Journal Genes Dev 32, 5-6 (2018)
Authors Seike M (1), Omatsu Y (1), Watanabe H (2), Kondoh G (2), Nagasawa T (1)
  1. Laboratory of Stem Cell Biology and Developmental Immunology, Graduate School of Frontier Biosciences, Graduate School of Medicine, Immunology Frontier Research Center, World Premier International Research Center (WPI), Osaka University, Osaka 565-0871, Japan.
  2. Laboratory of Integrative Biological Science and Animal Experiments for Regeneration, Institute for Frontier Life and Medical Sciences, Kyoto University, Kyoto 606-8507, Japan.

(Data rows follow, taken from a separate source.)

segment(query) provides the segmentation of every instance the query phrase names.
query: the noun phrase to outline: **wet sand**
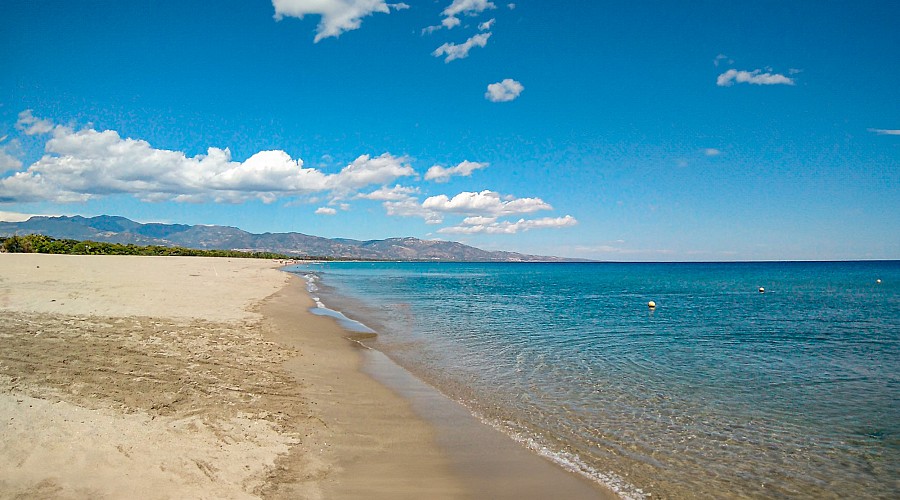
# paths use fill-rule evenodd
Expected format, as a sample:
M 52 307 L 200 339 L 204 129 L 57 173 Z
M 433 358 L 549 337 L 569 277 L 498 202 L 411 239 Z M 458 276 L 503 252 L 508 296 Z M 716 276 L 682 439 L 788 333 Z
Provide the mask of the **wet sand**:
M 604 498 L 272 261 L 0 254 L 0 498 Z

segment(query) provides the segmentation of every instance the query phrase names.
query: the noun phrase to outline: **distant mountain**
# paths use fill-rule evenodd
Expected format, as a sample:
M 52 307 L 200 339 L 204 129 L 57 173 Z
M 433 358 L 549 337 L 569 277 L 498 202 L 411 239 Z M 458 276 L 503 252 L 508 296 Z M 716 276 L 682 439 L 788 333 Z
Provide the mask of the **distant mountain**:
M 181 246 L 206 250 L 276 252 L 297 256 L 372 260 L 437 260 L 478 262 L 560 262 L 569 259 L 489 252 L 454 241 L 389 238 L 358 241 L 303 233 L 253 234 L 230 226 L 141 224 L 125 217 L 42 217 L 25 222 L 0 221 L 0 236 L 43 234 L 53 238 Z

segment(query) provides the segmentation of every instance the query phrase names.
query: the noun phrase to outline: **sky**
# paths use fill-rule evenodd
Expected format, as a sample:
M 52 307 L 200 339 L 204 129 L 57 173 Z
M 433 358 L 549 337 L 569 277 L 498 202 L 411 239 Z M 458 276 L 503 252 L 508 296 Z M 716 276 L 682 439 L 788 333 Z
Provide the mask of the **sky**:
M 0 2 L 0 218 L 900 259 L 900 2 Z

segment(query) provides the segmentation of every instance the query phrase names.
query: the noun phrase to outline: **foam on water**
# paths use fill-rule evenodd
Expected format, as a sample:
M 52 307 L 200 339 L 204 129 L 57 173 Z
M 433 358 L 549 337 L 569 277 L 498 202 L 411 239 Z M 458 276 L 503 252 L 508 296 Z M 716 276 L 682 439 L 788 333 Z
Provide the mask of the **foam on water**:
M 325 307 L 325 304 L 322 302 L 322 300 L 319 297 L 312 295 L 313 293 L 319 291 L 319 287 L 316 286 L 316 281 L 319 279 L 318 276 L 316 276 L 315 274 L 312 274 L 312 273 L 303 274 L 301 276 L 303 277 L 303 279 L 306 280 L 306 290 L 308 292 L 310 292 L 310 298 L 312 298 L 313 302 L 316 303 L 316 307 L 313 307 L 312 309 L 310 309 L 311 313 L 313 313 L 317 316 L 332 317 L 338 321 L 338 324 L 340 324 L 342 328 L 349 330 L 351 332 L 376 333 L 375 330 L 369 328 L 362 322 L 350 319 L 347 316 L 345 316 L 344 313 L 342 313 L 340 311 L 336 311 L 334 309 L 329 309 L 328 307 Z

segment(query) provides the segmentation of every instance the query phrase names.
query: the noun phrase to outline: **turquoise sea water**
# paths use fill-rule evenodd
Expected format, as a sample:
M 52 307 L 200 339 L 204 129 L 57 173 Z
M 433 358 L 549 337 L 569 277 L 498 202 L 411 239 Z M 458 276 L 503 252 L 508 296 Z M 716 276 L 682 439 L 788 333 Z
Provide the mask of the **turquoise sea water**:
M 900 496 L 900 262 L 292 270 L 373 347 L 624 496 Z

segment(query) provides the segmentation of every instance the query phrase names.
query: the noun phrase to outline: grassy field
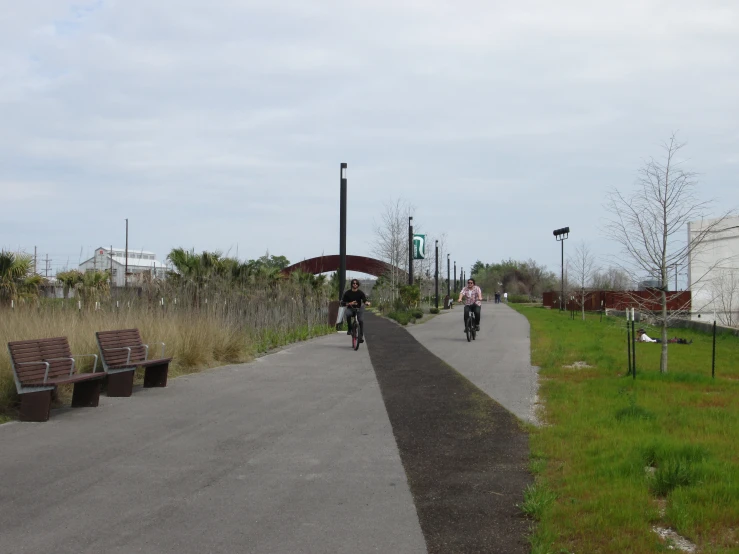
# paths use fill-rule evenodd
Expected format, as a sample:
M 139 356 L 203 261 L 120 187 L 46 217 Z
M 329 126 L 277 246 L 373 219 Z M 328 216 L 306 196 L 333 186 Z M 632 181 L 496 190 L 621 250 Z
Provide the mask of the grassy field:
M 96 354 L 96 331 L 135 327 L 145 343 L 166 343 L 166 356 L 174 358 L 169 375 L 176 377 L 246 362 L 273 348 L 335 332 L 325 324 L 322 298 L 306 300 L 291 294 L 211 301 L 198 307 L 170 301 L 165 302 L 166 308 L 145 301 L 132 301 L 130 307 L 121 302 L 118 309 L 111 302 L 101 303 L 98 310 L 78 311 L 76 306 L 76 301 L 70 300 L 0 310 L 0 423 L 17 415 L 18 394 L 6 348 L 10 341 L 66 336 L 73 354 Z M 159 349 L 151 355 L 158 356 Z M 91 365 L 88 362 L 82 370 L 90 371 Z M 99 365 L 98 371 L 101 368 Z M 137 378 L 143 381 L 141 375 Z M 59 392 L 62 404 L 71 400 L 71 387 Z
M 717 337 L 715 379 L 709 334 L 671 332 L 693 344 L 669 345 L 664 375 L 660 345 L 637 344 L 633 380 L 623 319 L 512 307 L 541 368 L 532 552 L 667 552 L 662 527 L 697 552 L 739 553 L 739 338 Z

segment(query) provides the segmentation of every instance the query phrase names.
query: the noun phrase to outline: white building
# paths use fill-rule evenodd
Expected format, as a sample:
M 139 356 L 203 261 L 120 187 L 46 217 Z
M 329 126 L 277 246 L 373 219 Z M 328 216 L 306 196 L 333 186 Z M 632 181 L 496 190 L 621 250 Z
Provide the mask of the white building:
M 125 285 L 123 274 L 126 270 L 126 250 L 124 248 L 111 249 L 105 246 L 95 249 L 95 255 L 80 264 L 80 271 L 105 271 L 113 273 L 114 287 Z M 128 284 L 138 285 L 147 277 L 163 279 L 167 274 L 165 265 L 156 259 L 154 252 L 146 250 L 128 251 Z
M 688 240 L 716 219 L 688 223 Z M 739 217 L 730 217 L 711 230 L 688 258 L 691 317 L 719 325 L 739 325 Z

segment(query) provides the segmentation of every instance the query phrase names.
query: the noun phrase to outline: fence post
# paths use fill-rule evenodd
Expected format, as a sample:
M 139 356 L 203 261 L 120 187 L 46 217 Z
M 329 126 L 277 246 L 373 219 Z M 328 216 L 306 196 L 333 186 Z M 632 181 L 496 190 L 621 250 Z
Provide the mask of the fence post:
M 716 378 L 716 320 L 713 320 L 713 353 L 711 354 L 711 377 Z
M 626 351 L 629 357 L 629 371 L 626 375 L 631 375 L 631 328 L 629 327 L 629 309 L 626 308 Z
M 634 308 L 631 308 L 631 336 L 636 337 L 634 334 Z M 632 363 L 632 372 L 631 375 L 633 375 L 634 379 L 636 379 L 636 342 L 634 343 L 634 351 L 632 352 L 631 356 L 631 363 Z

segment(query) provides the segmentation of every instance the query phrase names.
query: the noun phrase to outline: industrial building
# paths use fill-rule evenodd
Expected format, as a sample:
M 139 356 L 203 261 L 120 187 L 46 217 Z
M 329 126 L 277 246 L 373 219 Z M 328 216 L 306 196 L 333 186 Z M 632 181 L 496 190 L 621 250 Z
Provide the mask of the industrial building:
M 101 246 L 95 249 L 95 255 L 80 264 L 79 270 L 105 271 L 112 274 L 111 284 L 114 287 L 125 286 L 124 273 L 126 271 L 126 250 Z M 128 284 L 138 285 L 146 278 L 163 279 L 167 274 L 165 265 L 156 259 L 154 252 L 146 250 L 128 251 Z

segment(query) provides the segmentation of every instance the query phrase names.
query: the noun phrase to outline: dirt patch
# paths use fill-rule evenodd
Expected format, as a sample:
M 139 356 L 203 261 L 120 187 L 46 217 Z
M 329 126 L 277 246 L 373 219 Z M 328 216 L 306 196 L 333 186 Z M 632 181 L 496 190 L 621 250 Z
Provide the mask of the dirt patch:
M 566 369 L 589 369 L 593 366 L 589 365 L 587 362 L 575 362 L 572 365 L 563 365 L 562 367 Z
M 529 552 L 531 522 L 516 505 L 533 479 L 518 420 L 402 327 L 365 320 L 428 551 Z

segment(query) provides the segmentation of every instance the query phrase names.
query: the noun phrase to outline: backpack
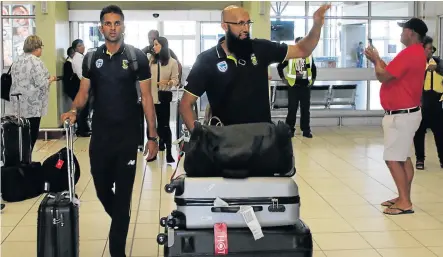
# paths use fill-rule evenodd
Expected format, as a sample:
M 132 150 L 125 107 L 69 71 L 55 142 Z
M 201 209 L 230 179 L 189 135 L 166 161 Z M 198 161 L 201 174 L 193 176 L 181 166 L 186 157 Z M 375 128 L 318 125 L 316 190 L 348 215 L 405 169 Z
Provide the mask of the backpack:
M 9 101 L 9 93 L 12 85 L 11 68 L 12 65 L 9 67 L 8 72 L 3 73 L 1 76 L 1 98 L 5 99 L 6 101 Z

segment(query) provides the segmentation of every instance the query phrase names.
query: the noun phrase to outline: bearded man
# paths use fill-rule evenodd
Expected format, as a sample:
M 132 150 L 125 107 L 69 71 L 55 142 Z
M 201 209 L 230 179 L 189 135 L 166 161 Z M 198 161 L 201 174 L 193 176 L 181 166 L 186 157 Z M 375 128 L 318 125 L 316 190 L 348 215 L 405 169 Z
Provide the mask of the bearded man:
M 194 129 L 197 119 L 193 104 L 207 94 L 212 115 L 224 125 L 271 122 L 268 66 L 288 59 L 306 58 L 318 44 L 325 12 L 330 5 L 314 13 L 309 34 L 296 45 L 251 39 L 253 23 L 249 13 L 238 6 L 226 7 L 221 26 L 225 31 L 218 44 L 202 52 L 187 78 L 180 113 L 187 128 Z M 257 28 L 258 29 L 258 28 Z

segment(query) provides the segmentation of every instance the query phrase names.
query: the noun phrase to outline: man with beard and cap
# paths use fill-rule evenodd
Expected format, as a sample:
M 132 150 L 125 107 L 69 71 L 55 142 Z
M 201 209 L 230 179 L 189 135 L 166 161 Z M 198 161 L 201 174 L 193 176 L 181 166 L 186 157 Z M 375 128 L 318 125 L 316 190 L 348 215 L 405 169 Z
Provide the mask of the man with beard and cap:
M 145 53 L 148 56 L 148 59 L 151 59 L 151 55 L 154 54 L 154 40 L 156 38 L 158 38 L 160 36 L 160 33 L 158 32 L 158 30 L 150 30 L 148 32 L 148 40 L 149 40 L 149 46 L 145 47 L 142 49 L 142 52 Z M 174 51 L 172 51 L 171 49 L 169 49 L 169 54 L 171 55 L 171 57 L 177 61 L 178 64 L 178 81 L 181 82 L 181 78 L 182 78 L 182 65 L 180 63 L 180 61 L 178 60 L 177 55 L 174 53 Z
M 112 219 L 109 250 L 113 257 L 126 256 L 137 146 L 141 133 L 136 81 L 140 84 L 142 105 L 149 126 L 145 146 L 147 160 L 154 158 L 158 152 L 149 62 L 141 50 L 125 44 L 124 31 L 125 16 L 120 7 L 110 5 L 103 8 L 100 32 L 105 37 L 105 44 L 85 56 L 80 91 L 71 111 L 61 117 L 63 121 L 70 119 L 75 122 L 77 110 L 86 105 L 90 89 L 93 91 L 94 133 L 89 144 L 91 175 L 97 197 Z M 114 183 L 115 192 L 112 190 Z
M 330 5 L 314 13 L 314 25 L 296 45 L 250 39 L 253 23 L 249 13 L 238 6 L 222 12 L 225 36 L 217 46 L 202 52 L 191 69 L 180 102 L 187 128 L 194 129 L 193 104 L 205 92 L 213 116 L 224 125 L 271 122 L 268 66 L 288 59 L 306 58 L 318 44 L 325 13 Z

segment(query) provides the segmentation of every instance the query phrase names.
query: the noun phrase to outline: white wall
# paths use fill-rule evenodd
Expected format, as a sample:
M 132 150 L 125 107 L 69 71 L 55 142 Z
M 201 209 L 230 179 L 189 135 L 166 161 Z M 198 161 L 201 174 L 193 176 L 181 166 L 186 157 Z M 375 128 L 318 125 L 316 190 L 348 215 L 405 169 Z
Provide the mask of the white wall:
M 414 15 L 414 2 L 408 2 L 408 7 L 402 2 L 372 2 L 372 16 L 407 17 Z M 368 4 L 346 5 L 343 9 L 344 16 L 367 16 Z

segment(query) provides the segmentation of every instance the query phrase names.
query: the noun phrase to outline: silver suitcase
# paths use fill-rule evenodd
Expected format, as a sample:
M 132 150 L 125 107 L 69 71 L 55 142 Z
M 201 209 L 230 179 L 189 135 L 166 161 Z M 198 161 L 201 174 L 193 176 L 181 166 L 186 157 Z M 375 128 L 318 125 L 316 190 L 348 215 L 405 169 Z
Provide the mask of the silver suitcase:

Title Stem cell niche-specific Ebf3 maintains the bone marrow cavity
PubMed 29563184
Laboratory Laboratory of Stem Cell Biology and Developmental Immunology 〈Prof. Nagasawa〉
Description Bone marrow is the tissue filling the space between bone surfaces. Hematopoietic stem cells (HSCs) are maintained by special microenvironments known as niches within bone marrow cavities. Mesenchymal cells, termed CXC chemokine ligand 12 (CXCL12)-abundant reticular (CAR) cells or leptin receptor-positive (LepR+) cells, are a major cellular component of HSC niches that gives rise to osteoblasts in bone marrow. However, it remains unclear how osteogenesis is prevented in most CAR/LepR+ cells to maintain HSC niches and marrow cavities. Here, using lineage tracing, we found that the transcription factor early B-cell factor 3 (Ebf3) is preferentially expressed in CAR/LepR+ cells and that Ebf3-expressing cells are self-renewing mesenchymal stem cells in adult marrow. When Ebf3 is deleted in CAR/LepR+ cells, HSC niche function is severely impaired, and bone marrow is osteosclerotic with increased bone in aged mice. In mice lacking Ebf1 and Ebf3, CAR/LepR+ cells exhibiting a normal morphology are abundantly present, but their niche function is markedly impaired with depleted HSCs in infant marrow. Subsequently, the mutants become progressively more osteosclerotic, leading to the complete occlusion of marrow cavities in early adulthood. CAR/LepR+ cells differentiate into bone-producing cells with reduced HSC niche factor expression in the absence of Ebf1/Ebf3 Thus, HSC cellular niches express Ebf3 that is required to create HSC niches, to inhibit their osteoblast differentiation, and to maintain spaces for HSCs.